Junge Menschen anhören und beteiligen

Veröffentlicht am 29.10.2025 in Aktuelles

"Meine Meinung" von Bodo Philipsen im Gäuboten vom 29.10.2025

Vor nun gut 5 Jahren wurunter Beteiligung vieler junger Menschen in Herrenberg eine offene Form der Jugendbeteiligung beschlossen. Man wollte möglichst niedrigschwellig Mitwirkung anbieten.
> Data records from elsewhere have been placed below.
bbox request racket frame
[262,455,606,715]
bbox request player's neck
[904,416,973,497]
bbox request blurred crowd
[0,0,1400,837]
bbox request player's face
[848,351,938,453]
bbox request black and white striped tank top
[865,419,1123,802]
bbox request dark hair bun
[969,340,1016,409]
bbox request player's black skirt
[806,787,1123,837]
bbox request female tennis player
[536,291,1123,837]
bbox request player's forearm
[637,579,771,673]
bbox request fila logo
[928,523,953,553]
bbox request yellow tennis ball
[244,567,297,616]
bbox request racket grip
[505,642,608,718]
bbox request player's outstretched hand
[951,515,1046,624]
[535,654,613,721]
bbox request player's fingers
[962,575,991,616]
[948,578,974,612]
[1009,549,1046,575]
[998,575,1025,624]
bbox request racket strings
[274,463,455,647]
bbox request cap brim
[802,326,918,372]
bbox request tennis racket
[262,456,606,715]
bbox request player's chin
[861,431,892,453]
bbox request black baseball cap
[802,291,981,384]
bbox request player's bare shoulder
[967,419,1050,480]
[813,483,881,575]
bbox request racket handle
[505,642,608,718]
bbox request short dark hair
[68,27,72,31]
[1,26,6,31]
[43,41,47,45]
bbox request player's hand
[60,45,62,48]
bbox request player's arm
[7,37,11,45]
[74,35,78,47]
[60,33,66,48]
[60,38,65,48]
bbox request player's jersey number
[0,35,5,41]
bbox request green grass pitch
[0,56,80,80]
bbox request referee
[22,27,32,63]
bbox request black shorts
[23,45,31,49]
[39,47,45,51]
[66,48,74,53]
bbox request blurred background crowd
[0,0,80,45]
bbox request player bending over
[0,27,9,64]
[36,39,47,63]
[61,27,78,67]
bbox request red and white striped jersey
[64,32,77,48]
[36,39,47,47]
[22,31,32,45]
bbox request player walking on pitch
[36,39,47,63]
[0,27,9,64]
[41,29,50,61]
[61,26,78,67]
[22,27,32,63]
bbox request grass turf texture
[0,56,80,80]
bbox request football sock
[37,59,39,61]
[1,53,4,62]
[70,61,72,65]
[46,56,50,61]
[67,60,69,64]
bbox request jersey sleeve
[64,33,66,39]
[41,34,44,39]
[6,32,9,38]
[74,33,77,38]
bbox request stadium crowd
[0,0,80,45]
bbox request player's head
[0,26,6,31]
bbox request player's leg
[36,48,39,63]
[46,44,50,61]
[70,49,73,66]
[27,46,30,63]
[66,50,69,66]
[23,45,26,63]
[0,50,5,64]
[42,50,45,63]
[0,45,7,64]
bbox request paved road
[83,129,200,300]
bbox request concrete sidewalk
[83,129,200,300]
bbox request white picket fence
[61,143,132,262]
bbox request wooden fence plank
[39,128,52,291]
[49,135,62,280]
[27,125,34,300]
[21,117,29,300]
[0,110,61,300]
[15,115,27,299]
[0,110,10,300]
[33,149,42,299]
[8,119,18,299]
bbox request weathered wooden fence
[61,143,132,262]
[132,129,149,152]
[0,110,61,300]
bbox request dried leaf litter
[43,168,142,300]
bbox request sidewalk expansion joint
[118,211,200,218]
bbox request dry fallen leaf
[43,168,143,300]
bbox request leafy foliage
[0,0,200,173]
Im Mittelpunkt des Konzeptes stand das Jugendforum, zu dem einmal im Jahr alle interessierten Jugendlichen zusammengerufen werden und die Jugenddelegation, in der sich Jugendliche dauerhaft beraten und die auch Antrags- und Rederecht im Gemeinderat haben. Was anfangs ganz gut lief, ist heute entweder eingeschlafen, wird nicht mehr wahrgenommen oder hat nur zu einem irrealen Wunschkonzert geführt, an dessen Ende Enttäuschungen der Jugendlichen überwiegen.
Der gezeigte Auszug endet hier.